Sorry, the formatting on my previous comment didn't come out quite right.

Where you have
if {array_based.response.body} matches "(?i)(\"data\"){1,6}" then

Can you change it to
if {array_based.response.body} matches "(?i)(.*data.*){1,6}" then

and let me know how you get on?

[xen00rw]

Yeah it matches, it's the one that I'm currently using until I don't find a solution.

But I would like to match just if there are 6 exactly results.

We already tried these below, do you have some more tips/idea?

(?i)(.*data.*){6,}
(?i)(.data.){6,}
(?i)(\"data\"){6,}

[Michelle-PortSwigger]

Sorry, I thought you were looking for x or more occurrences rather than a specific number of occurrences.

Leave it with us, and we'll take another look.

[xen00rw]

Perfect!

Thanks alot for your help! :)

If I see some workaround, I'll let you know too

[Michelle-PortSwigger]

I don't yet have a RegEx which is finding a specific number of occurrences of a set string.

When you've been testing this yourself, have you just been testing the RegEx within the BCheck?

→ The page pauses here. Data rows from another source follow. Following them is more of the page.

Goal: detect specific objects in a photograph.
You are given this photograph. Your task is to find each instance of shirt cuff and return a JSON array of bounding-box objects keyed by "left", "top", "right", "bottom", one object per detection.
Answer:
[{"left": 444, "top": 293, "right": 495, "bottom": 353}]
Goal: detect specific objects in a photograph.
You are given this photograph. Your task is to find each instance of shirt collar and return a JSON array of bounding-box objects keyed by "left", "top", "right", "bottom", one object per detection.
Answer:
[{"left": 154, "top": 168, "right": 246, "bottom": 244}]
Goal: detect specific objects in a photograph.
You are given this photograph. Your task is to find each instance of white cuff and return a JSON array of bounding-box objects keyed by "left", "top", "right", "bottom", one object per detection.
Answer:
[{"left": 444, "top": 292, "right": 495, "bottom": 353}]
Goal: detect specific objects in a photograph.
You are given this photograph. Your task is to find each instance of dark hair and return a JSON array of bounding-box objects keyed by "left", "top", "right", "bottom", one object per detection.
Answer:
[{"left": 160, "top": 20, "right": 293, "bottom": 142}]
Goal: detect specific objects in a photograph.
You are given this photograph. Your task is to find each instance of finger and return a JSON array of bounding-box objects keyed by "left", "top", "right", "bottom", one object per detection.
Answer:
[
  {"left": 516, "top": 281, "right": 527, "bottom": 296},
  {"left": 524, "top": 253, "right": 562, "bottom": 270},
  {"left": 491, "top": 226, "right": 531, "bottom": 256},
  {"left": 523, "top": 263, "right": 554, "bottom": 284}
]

Have you tested them successfully outside of the BCheck, maybe using an online checker?

[xen00rw]

I have tried some cases outside Burp, but didn't work too.

Also using Burp Search. That's why I came here to suggest an possible feature of comparison.

For example this snippet in Python:

...
text = "This is a sample text with sample string occurrences. Another sample string."
string_to_match = "sample"
matches = re.findall(string_to_match, text)
if len(matches) == 6:
...

P.S.: That doesn't stop Bcheck from already being awesome! hehehe

[Michelle-PortSwigger]

Can you help us gather more details about your use case, to make sure I capture everything?

• How often do you think you would need to use this feature? Do you have any more detailed scenarios you'd be happy to share with us? If you'd rather share these with us directly feel free to send them to [email protected]
• Would exact number of matches, less than/greater than a certain number of matches, less than or equal to/greater than or equal to a certain number of matches, cover all your scenarios?
• Would you mainly be using this match in the response body or do you have other use cases?

[xen00rw]

Hey Michelle, sorry for the latency to response.

I will send you guys an e-mail with more details. Thanks alot!

[Michelle-PortSwigger]

No worries :)
We've got your email, we'll be in touch soon.